Interest rate for SMSF loans set to rise under safe harbour terms
Despite the recent cut to official interest rates, an update in the ATO’s superannuation rates and thresholds indicates that the minimum interest rate for SMSF loans under the safe harbour terms will increase for the 2019–20 financial year.
The ATO recently updated its superannuation rates and thresholds to include the interest rate amount for the 2019–20 financial year for SMSFs that want to ensure their limited recourse borrowing arrangements (LRBAs) are consistent with the safe harbour terms outlined in Practical Compliance Guideline 2016/5.
Back in 2014, the ATO confirmed that borrowings on non-commercial terms from a related party could cause non-arm’s length income (NALI).
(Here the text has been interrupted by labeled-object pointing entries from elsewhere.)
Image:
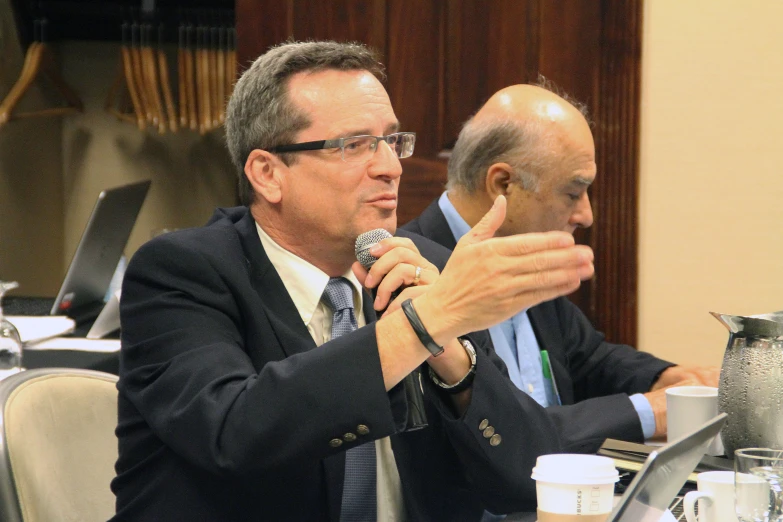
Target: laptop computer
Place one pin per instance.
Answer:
(81, 295)
(664, 472)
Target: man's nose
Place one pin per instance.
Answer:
(582, 216)
(385, 163)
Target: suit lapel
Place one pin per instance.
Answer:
(434, 226)
(550, 339)
(291, 332)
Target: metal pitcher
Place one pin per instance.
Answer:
(751, 382)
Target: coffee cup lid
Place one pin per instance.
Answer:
(566, 468)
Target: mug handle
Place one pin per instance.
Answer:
(690, 502)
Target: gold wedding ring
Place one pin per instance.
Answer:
(417, 276)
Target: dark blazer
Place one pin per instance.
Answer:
(594, 377)
(227, 409)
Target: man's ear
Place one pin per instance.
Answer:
(500, 176)
(264, 172)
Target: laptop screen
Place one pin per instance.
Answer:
(663, 474)
(100, 248)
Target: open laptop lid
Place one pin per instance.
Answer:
(98, 253)
(663, 474)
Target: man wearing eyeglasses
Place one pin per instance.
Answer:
(257, 382)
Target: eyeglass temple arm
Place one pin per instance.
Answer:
(309, 145)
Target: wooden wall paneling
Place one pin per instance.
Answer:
(261, 24)
(414, 63)
(344, 20)
(569, 45)
(568, 55)
(617, 142)
(488, 47)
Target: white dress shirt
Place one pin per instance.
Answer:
(306, 284)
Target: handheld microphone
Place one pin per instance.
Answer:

In order to avoid NALI, SMSFs had to restructure their LRBAs to ensure they were consistent with an arm’s length dealing.
To assist SMSFs in restructuring their loans on arm’s length terms, the ATO released PCG 2016/5, which set out the safe harbour provisions for what it would consider to be commercial terms.
However, the ATO also confirmed in 2016 that if the safe harbour terms were not applied, the loan would not be subject to NALI if the SMSF could demonstrate that the terms of their loan were consistent with the terms that a commercial provider would offer.
In a recent update, the ATO stated that the LRBA interest rate for real property assets under the safe harbour terms will rise to 5.94 per cent, up from the 5.80 per cent rate that was set for the 2018–19 financial year.
The LRBA interest rate for listed shares or units will increase to 7.94 per cent for the 2019–20 financial year, up from the 7.80 per cent set for this year.
Following the decision of the Reserve Bank to cut interest rates this month, Reserve Bank governor Philip Lowe stated the board wouldn’t rule out making further cuts to interest rates this year.
“Our latest set of forecasts were prepared on the assumption that the cash rate would follow the path implied by market pricing, which was for the cash rate to be around 1 per cent by the end of the year,” Mr Lowe said.
“There are, of course, a range of other possible scenarios and much will depend on how the evidence evolves, especially on the labour market.”